Re: Lower than expected CPU pressure in PSI

From: Johannes Weiner
Date: Mon Feb 10 2020 - 13:04:37 EST


On Sat, Feb 08, 2020 at 11:19:57AM +0100, Peter Zijlstra wrote:
> On Fri, Feb 07, 2020 at 02:08:29PM +0100, Peter Zijlstra wrote:
> > On Thu, Jan 09, 2020 at 11:16:32AM -0500, Johannes Weiner wrote:
> > > On Wed, Jan 08, 2020 at 11:47:10AM -0800, Ivan Babrou wrote:
> > > > We added reporting for PSI in cgroups and results are somewhat surprising.
> > > >
> > > > My test setup consists of 3 services:
> > > >
> > > > * stress-cpu1-no-contention.service : taskset -c 1 stress --cpu 1
> > > > * stress-cpu2-first-half.service : taskset -c 2 stress --cpu 1
> > > > * stress-cpu2-second-half.service : taskset -c 2 stress --cpu 1
> > > >
> > > > First service runs unconstrained, the other two compete for CPU.
> > > >
> > > > As expected, I can see 500ms/s sched delay for the latter two and
> > > > aggregated 1000ms/s delay for /system.slice, no surprises here.
> > > >
> > > > However, CPU pressure reported by PSI says that none of my services
> > > > have any pressure on them. I can see around 434ms/s pressure on
> > > > /unified/system.slice and 425ms/s pressure on /unified cgroup, which
> > > > is surprising for three reasons:
> > > >
> > > > * Pressure is absent for my services (I expect it to match scheed delay)
> > > > * Pressure on /unified/system.slice is lower than both 500ms/s and 1000ms/s
> > > > * Pressure on root cgroup is lower than on system.slice
> > >
> > > CPU pressure is currently implemented based only on the number of
> > > *runnable* tasks, not on who gets to actively use the CPU. This works
> > > for contention within cgroups or at the global scope, but it doesn't
> > > correctly reflect competition between cgroups. It also doesn't show
> > > the effects of e.g. cpu cycle limiting through cpu.max where there
> > > might *be* only one runnable task, but it's not getting the CPU.
> > >
> > > I've been working on fixing this, but hadn't gotten around to sending
> > > the patch upstream. Attaching it below. Would you mind testing it?
> > >
> > > Peter, what would you think of the below?
> >
> > I'm not loving it; but I see what it does and I can't quickly see an
> > alternative.
> >
> > My main gripe is doing even more of those cgroup traversals.
> >
> > One thing pick_next_task_fair() does is try and limit the cgroup
> > traversal to the sub-tree that contains both prev and next. Not sure
> > that is immediately applicable here, but it might be worth looking into.
>
> One option I suppose, would be to replace this:

Thanks for looking closer at this, this is a cool idea.

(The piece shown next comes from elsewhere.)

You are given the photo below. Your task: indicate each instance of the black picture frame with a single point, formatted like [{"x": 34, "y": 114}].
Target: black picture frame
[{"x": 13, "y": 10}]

> +static inline void psi_sched_switch(struct task_struct *prev,
> + struct task_struct *next,
> + bool sleep)
> +{
> + if (static_branch_likely(&psi_disabled))
> + return;
> +
> + /*
> + * Clear the TSK_ONCPU state if the task was preempted. If
> + * it's a voluntary sleep, dequeue will have taken care of it.
> + */
> + if (!sleep)
> + psi_task_change(prev, TSK_ONCPU, 0);
> +
> + psi_task_change(next, 0, TSK_ONCPU);
> +}
>
> With something like:
>
> static inline void psi_sched_switch(struct task_struct *prev,
> struct task_struct *next,
> bool sleep)
> {
> struct psi_group *g, *p = NULL;
>
> set = TSK_ONCPU;
> clear = 0;
>
> while ((g = iterate_group(next, &g))) {
> u32 nr_running = per_cpu_ptr(g->pcpu, cpu)->tasks[NR_RUNNING];

[ I'm assuming you meant NR_ONCPU instead of NR_RUNNING since the
incoming task will already be runnable and all its groups will
always have NR_RUNNING elevated.

Would switching this to NR_RUNNABLE / TSK_RUNNABLE be better? ]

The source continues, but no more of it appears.